Sie entwickelt ihren eigenen Kopf.

Nach etwa einjähriger Zwischenstation in Jabel, in der Nähe von Waren/Müritz, ziehen wir nach Bülow am Malchiner See. Das Pfarrhaus steht auf einem wunderschönen Fleckchen Erde. Es ist ein großes, urwüchsiges Gelände direkt an diesem malerischen Natursee, dessen Nordufer in großen Teilen von Kirchenland gesäumt wird und deshalb sehr natürlich geblieben ist.

So wächst Lydia in diesem kleinen Dorf mit knapp 70 Einwohnern auf. Sie ist ein niedliches, kleines Mädchen, wie es sich wohl alle Mütter (und Väter natürlich!) wünschen. Ihre hellen Löckchen machen sie auf den ersten Blick zu einem kleinen Sonnenschein. Ihre Art ist frisch, sonnig und unbeschwert.

In den folgenden Jahren bekommt Lydia zwei weitere Geschwister, Esther und Silas. Dass vor Silas noch ein weiteres Schwesterchen während der Geburt stirbt, bekommt sie nur am Rande mit. Jedenfalls scheint es sie nicht besonders zu beschäftigen, dass Mama zwar lange einen dicken Bauch hatte, nun aber ohne ein neues Geschwisterchen wieder nach Hause kommt.3 Wir haben unseren Kindern die Traurigkeit und den Verlust nicht dramatisch vor Augen geführt. Und da sich Kinder oft viel schneller mit den Realitäten im Leben abfinden als Erwachsene, geht auch Puschel schnell wieder zu ihrer Tagesordnung über. Die meiste Zeit verbringt sie mit ihrem großen Bruder Titus; die beiden denken sich oft ihre eigenen Spiele aus und stromern gemeinsam übers Gelände. Lydia kann auch stundenlang irgendwo im Zimmer oder draußen im Gelände still für sich »herummuscheln«. Als sie ungefähr fünf Jahre alt ist und wir eines Tages Besuch haben, heißt es plötzlich: »Und das ist unsere Muschel-Puschel.« Dieser Spitzname, der dann zu »Puschel« wird, bürgert sich so ein, dass später viele Freunde und Bekannte Lydias richtigen Namen gar nicht kennen.

»Muschel-Puschel«

Bei Mami ist’s am schönsten. Lydia (1984)

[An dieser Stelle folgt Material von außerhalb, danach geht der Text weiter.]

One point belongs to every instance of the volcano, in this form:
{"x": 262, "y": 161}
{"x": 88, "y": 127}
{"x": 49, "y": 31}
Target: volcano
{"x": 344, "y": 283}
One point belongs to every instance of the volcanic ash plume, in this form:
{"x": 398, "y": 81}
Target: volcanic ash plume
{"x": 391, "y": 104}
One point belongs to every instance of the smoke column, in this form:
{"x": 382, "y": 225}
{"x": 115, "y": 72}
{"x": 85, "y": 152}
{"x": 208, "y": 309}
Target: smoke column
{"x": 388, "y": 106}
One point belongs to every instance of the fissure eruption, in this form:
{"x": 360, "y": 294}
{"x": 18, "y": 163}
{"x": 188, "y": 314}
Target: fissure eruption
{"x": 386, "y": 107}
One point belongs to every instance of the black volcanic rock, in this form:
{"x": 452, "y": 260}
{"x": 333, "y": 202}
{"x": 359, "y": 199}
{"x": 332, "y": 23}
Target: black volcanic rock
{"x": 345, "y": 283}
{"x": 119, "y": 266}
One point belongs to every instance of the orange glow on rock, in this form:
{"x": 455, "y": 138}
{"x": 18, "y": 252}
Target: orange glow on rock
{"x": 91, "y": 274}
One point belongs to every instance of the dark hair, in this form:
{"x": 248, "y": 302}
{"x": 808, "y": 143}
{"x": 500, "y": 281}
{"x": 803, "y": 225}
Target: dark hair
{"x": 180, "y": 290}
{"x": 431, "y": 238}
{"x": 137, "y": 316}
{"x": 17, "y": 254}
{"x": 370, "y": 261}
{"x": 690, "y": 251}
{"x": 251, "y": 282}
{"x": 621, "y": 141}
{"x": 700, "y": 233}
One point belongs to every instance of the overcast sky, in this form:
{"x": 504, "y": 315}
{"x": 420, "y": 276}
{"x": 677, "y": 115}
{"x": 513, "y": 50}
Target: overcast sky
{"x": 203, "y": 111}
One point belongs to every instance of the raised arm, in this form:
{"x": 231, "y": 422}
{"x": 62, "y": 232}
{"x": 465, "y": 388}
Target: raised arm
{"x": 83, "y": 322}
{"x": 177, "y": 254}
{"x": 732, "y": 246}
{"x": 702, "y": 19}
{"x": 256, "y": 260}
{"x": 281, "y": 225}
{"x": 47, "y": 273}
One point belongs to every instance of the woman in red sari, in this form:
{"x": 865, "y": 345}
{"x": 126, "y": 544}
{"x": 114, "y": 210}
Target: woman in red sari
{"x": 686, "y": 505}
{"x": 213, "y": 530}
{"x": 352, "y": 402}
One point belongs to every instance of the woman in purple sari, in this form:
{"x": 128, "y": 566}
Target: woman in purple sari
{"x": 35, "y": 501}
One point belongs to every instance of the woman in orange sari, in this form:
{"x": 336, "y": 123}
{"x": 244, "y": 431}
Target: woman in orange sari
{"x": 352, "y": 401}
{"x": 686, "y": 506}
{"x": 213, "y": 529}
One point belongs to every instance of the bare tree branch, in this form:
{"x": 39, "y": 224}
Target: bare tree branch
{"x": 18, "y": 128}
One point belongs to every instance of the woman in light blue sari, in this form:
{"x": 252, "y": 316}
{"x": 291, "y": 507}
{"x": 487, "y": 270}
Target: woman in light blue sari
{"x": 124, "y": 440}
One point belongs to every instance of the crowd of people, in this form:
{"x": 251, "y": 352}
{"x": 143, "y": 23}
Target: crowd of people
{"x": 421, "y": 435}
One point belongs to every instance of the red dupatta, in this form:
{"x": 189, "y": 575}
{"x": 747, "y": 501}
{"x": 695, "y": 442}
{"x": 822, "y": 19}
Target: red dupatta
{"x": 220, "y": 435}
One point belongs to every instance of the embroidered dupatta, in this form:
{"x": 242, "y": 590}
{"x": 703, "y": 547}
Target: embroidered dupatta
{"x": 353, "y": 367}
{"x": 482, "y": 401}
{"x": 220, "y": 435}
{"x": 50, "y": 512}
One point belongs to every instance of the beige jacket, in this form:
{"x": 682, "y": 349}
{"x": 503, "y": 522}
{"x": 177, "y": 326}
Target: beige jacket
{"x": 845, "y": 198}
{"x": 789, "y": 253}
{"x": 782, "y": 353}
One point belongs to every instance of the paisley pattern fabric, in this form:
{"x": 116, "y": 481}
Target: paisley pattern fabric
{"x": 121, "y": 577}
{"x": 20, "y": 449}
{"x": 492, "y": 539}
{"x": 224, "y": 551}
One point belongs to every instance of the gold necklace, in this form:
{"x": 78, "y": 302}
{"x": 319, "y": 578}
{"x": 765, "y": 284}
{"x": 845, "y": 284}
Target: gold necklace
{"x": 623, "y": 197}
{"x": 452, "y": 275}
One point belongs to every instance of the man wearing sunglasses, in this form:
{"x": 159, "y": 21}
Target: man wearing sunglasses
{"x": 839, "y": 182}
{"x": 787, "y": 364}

Gern läuft mir Puschel, wenn ich im Gelände arbeite, überall hinterher, sie will helfen und alles mitmachen. Wir haben zu der Zeit bis zu 20 Schafe, die als »Rasenmäher« helfen sollen, das drei Hektar große wilde Areal urbar zu machen. Zudem ist die Wolle für mich als Pastor in der DDR mindestens ein zusätzliches Monatsgehalt pro Jahr wert. Zu Puschels großer Freude schwimmen in unserem Teich meist Enten, im Stall gibt es Kaninchen, Katzen stromern übers Gelände oder dösen irgendwo in der Sonne. »Muschel-Puschel« denkt sich Spiele mit ihren Tieren aus, hütet die Entenfamilien. Manchmal versucht sie, ein Lämmchen zu dressieren, oder füttert ein anderes mit der Flasche. Ein ganz besonderes Lamm ist Fridolin. Seine Mutter ist nach der Geburt gestorben. Und so bettelt Puschel regelrecht darum, es mit der Flasche aufziehen zu dürfen. Fridolin folgt ihr überallhin, später sogar zum Einkaufen. Und manchmal ist Fridolin sogar in ihrem Zimmer bei den Hausaufgaben dabei.

Mit Papa draußen im Gelände (1987)

Eines Tages ist Puschel wieder bei mir draußen und »hilft«, eine Ente zu schlachten. Für sie ist es eine normale Sache, dass für einen guten Braten ein Tier getötet werden muss – das Sterben gehört eben zum Leben dazu. So ist sie also auch dabei, als ich die tote Ente von den Federn befreie und anschließend die Innereien herausnehme. Puschelchen beobachtet jeden Schritt und sagt plötzlich: »Papa, darf ich auch mal?« So schaue ich amüsiert zu, wie ihr kurzer rechter Arm bis zur Schulter in der Ente verschwindet, um dieser den Schlund durch das Hinterteil zu ziehen. Für Puschel ist das kein Problem. Doch für mich ein Bild, das ich wohl nie vergessen werde.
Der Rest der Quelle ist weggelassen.